The potential effect on moderate imbibers appears to be one big reason the "driving-while-ability-impaired" idea isn't gaining steam, despite an initial flurry of attention.
"It created a lot of dialogue, but I don't think will ever be workable," said state Senate Criminal Justice Committee Chairman John Whitmire, D-Houston, of the idea submitted to his group by Austin Police Chief Art Acevedo.
The idea wouldn't lower the legal intoxication limit. Instead, it would create an offense for those whose blood alcohol concentration is between 0.05 and 0.07 — below the 0.08 concentration at which people are presumed to be intoxicated.
"If you're going to write up people for that and test 'em on the side of the road for that, you'd probably have to shut down all your bars and restaurants and your sports events. ... Essentially, wine with dinner would have to go out the window," said Whitmire.
While emphasizing that he takes seriously the offense of drunken driving, Whitmire said, "I think society has already decided years ago, they don't want prohibition."

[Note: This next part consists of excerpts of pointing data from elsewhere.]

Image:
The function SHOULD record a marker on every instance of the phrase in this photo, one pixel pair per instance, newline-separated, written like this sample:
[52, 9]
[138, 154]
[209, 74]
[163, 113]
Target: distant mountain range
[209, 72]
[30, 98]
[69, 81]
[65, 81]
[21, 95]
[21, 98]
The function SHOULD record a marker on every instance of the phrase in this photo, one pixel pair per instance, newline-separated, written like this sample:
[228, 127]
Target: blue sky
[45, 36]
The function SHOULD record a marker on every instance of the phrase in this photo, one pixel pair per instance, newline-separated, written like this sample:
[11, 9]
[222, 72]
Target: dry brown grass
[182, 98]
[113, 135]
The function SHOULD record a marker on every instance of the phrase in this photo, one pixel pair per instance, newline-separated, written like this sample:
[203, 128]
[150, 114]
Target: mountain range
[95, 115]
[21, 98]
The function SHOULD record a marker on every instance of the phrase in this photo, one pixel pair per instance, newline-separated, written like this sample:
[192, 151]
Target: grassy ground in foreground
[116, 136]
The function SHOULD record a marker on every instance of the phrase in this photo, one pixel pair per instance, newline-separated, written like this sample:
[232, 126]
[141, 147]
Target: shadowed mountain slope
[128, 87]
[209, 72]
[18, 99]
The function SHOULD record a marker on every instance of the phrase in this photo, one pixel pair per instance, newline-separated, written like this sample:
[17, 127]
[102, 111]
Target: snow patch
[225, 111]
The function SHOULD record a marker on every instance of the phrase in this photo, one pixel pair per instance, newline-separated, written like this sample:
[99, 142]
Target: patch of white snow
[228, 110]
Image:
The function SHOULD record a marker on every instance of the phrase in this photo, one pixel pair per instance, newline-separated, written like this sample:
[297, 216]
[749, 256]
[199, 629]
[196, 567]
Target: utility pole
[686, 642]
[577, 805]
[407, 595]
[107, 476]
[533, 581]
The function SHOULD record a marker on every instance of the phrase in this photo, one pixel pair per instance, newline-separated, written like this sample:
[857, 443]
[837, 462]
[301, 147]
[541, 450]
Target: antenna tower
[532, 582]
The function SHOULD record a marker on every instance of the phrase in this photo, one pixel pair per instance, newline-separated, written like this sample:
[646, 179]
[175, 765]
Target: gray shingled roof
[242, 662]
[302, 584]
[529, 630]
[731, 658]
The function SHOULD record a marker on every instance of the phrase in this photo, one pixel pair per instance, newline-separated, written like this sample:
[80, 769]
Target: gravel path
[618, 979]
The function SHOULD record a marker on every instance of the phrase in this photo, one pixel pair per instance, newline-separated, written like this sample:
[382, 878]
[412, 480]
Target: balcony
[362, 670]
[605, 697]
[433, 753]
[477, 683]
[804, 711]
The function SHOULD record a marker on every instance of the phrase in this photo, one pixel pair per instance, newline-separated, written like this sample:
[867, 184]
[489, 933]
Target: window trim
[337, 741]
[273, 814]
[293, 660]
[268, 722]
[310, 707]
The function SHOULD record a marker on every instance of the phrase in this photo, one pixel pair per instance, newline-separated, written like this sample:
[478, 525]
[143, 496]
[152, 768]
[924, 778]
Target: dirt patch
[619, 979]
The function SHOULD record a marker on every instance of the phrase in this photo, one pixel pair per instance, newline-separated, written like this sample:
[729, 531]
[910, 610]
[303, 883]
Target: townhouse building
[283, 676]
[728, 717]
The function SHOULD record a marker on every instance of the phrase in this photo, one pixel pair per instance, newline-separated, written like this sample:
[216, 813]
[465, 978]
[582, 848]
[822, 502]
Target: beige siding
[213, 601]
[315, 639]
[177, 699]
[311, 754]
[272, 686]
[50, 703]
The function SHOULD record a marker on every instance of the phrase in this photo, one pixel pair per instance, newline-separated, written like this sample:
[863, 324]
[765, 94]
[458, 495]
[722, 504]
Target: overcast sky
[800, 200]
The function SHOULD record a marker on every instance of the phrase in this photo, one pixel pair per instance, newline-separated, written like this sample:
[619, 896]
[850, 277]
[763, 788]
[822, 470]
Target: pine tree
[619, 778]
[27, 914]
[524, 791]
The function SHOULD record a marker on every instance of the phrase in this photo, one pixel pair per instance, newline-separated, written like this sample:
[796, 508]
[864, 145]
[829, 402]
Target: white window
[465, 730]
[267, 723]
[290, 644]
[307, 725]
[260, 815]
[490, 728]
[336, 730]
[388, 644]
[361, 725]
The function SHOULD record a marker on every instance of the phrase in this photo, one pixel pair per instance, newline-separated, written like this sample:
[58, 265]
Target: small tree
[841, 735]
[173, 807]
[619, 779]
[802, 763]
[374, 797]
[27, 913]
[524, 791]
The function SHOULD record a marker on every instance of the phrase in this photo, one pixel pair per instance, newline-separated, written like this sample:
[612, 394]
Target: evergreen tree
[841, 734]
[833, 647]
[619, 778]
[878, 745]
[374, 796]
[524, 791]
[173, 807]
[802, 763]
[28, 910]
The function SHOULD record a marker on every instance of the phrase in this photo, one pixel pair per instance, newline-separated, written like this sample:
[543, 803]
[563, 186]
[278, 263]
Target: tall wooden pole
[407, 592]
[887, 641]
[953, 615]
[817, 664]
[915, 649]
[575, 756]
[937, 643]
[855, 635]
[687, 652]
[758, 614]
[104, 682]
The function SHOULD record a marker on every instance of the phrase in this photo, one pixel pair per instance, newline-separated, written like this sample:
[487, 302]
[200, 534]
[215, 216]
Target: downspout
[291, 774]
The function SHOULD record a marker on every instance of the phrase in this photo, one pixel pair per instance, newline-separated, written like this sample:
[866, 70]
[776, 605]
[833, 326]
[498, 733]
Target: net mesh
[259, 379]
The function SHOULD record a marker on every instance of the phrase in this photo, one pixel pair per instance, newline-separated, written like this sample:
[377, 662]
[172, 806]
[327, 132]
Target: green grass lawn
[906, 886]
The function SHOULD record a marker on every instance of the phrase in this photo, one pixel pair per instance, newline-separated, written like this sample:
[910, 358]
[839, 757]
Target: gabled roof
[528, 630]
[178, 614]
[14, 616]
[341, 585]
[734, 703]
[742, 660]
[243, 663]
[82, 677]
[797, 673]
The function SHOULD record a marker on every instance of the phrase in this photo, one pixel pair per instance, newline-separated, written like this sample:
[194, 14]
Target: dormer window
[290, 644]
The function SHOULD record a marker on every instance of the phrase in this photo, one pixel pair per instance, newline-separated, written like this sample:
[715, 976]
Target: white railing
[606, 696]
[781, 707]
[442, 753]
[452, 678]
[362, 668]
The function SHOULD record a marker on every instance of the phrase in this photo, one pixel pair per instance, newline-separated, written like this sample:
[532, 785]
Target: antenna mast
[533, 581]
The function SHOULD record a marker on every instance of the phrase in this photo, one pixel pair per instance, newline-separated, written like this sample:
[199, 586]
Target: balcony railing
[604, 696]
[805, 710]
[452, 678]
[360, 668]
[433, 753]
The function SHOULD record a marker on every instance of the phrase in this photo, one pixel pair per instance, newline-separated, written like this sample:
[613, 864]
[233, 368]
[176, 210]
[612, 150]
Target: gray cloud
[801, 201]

Whitmire is focused on other related issues, including ensuring repeat drunken-driving offenders acknowledge and receive treatment for alcohol problems, and pushing for a uniform system of dealing with drunken drivers across local jurisdictions.

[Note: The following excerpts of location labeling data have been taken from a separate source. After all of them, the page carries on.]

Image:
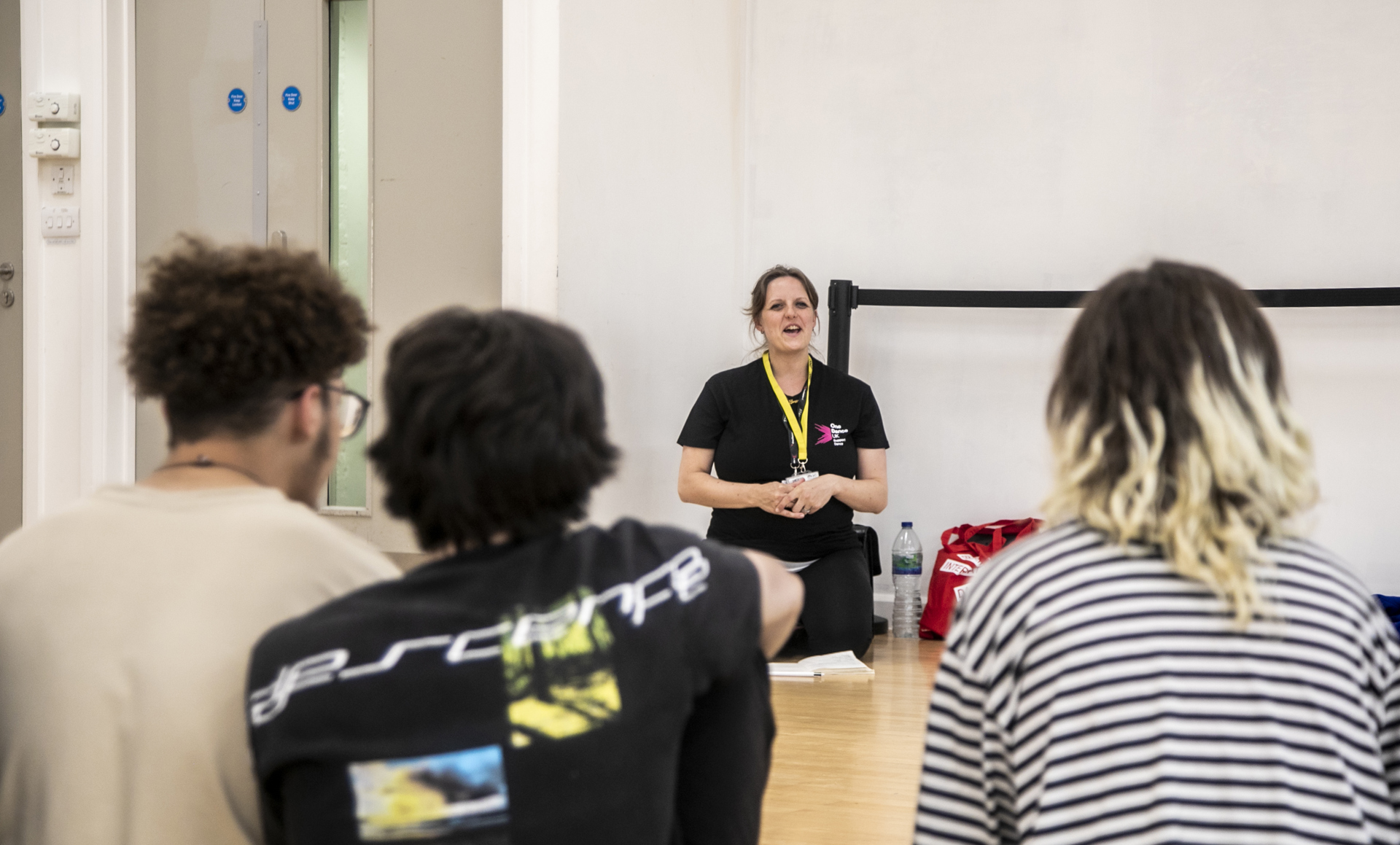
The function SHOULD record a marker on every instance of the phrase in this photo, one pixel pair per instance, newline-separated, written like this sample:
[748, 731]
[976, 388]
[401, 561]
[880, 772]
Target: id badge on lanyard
[797, 431]
[798, 465]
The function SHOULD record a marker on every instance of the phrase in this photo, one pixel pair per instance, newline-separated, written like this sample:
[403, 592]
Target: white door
[12, 237]
[381, 150]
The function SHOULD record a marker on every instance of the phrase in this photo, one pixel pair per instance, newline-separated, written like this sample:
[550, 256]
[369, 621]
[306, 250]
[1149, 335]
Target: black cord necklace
[205, 461]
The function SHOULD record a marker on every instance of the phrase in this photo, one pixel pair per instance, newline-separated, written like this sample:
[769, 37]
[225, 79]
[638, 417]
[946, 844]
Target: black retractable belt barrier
[843, 297]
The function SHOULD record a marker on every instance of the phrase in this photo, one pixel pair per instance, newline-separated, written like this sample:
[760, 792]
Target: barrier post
[839, 304]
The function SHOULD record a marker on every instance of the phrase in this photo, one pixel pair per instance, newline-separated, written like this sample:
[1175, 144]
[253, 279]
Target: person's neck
[790, 370]
[220, 462]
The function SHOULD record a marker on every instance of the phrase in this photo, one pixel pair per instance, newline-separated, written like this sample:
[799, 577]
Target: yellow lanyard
[798, 431]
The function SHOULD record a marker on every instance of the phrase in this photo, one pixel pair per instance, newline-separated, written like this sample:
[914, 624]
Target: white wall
[979, 144]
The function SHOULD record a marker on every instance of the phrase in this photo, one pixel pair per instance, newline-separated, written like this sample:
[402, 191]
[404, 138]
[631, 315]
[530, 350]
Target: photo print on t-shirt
[458, 796]
[559, 677]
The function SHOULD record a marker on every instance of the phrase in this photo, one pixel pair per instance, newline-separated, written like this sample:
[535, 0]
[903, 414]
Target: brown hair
[1172, 426]
[223, 335]
[761, 294]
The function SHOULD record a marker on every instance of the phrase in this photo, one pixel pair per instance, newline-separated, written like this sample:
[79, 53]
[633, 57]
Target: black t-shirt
[604, 686]
[739, 417]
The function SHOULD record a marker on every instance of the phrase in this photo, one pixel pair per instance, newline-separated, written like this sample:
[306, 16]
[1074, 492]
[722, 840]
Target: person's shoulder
[651, 546]
[314, 542]
[1312, 567]
[34, 542]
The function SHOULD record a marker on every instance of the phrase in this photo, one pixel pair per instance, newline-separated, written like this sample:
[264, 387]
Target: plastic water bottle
[908, 566]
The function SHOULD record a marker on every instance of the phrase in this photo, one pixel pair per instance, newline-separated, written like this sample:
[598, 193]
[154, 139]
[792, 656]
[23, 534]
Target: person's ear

Acevedo wasn't available for an interview on the driving-while-impaired idea, which he submitted in testimony to Whitmire's committee as part of a broader list of potential proposals.

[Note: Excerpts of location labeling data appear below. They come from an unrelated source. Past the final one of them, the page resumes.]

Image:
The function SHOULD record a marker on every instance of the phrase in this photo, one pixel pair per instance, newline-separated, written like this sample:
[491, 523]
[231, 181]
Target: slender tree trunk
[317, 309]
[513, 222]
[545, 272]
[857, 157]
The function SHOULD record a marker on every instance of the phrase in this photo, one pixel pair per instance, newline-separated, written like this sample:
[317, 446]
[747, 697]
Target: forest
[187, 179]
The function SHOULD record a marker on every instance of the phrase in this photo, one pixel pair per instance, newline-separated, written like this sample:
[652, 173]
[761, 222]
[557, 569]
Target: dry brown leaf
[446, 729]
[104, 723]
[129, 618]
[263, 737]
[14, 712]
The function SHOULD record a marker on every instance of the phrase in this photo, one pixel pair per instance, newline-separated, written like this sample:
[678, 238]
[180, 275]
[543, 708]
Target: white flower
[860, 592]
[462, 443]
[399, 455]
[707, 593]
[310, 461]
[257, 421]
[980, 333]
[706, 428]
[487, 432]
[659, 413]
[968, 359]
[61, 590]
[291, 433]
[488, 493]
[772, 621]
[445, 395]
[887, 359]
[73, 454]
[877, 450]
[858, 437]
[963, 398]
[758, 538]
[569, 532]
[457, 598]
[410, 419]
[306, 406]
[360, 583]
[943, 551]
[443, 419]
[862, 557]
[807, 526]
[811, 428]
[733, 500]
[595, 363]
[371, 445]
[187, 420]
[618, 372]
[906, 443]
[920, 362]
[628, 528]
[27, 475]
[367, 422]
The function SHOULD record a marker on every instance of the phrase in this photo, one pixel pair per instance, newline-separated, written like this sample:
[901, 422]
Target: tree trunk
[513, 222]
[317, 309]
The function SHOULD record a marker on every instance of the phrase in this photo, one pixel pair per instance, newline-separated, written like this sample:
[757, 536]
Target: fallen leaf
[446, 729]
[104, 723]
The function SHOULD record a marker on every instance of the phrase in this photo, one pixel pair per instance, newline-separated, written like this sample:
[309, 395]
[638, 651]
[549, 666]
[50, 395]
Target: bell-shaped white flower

Acevedo didn't propose a penalty. A first offense of driving while intoxicated is a Class B misdemeanor.
Whitmire said Acevedo told him the idea was largely "to give people an opportunity to plead down to something."
'Makes more sense'
First-time offenders may often agree to a lesser offense in a plea bargain, and the talking points submitted by Acevedo said, "This makes much more sense than reducing a charge to reckless driving or obstructing the roadway."
But the American Beverage Institute, a restaurant trade association, jumped on the so-called "DWI Lite" proposal with both feet.
The group said the idea mistakenly places the focus on moderate social drinkers instead of "hard-core drunk drivers who cause the majority of alcohol-related fatalities."
"The attempt here is about trying to criminalize what has been considered perfectly legal behavior. ... The idea is to discourage people from having anything to drink prior to driving," said Sarah Longwell, managing director of the institute.
She said a 120-pound woman can reach the 0.08 level by drinking two six-ounce glasses of wine in two hours.
The idea of creating an offense at a lower level could cost jobs by having "a chilling effect on moderate and responsible consumption" of alcohol and thus hurting the hospitality industry, she said
Laws already in place
Longwell and others noted that Texas law already allows for someone to be considered intoxicated apart from the 0.08 blood alcohol concentration, defining it as "not having the normal use of mental or physical faculties by reason of the introduction of alcohol" or drugs.
The institute said every state allows for people to be arrested for impaired driving, even with a blood alcohol concentration below 0.08. Colorado and New York have laws in place like the driving-while-ability-impaired idea floated here, it said.
James McLaughlin, general counsel and executive director of the Texas Police Chiefs Association, said his group has no objection to the DWAI idea.
"The idea is to get these people off the road," he said. "Whatever mechanism that can be done legally is what we want to do. They're killing people."
The idea isn't part of the legislative agenda for Mothers Against Drunk Driving, said Bill Lewis, the group's public policy liaison.
He said MADD prefers to focus on priorities that include sobriety checkpoints and ignition interlock devices for all convicted drunken drivers.
"We do not support that (new DWAI offense). It's too strong to say we oppose it," Lewis said. "I'm just not sure it's necessary."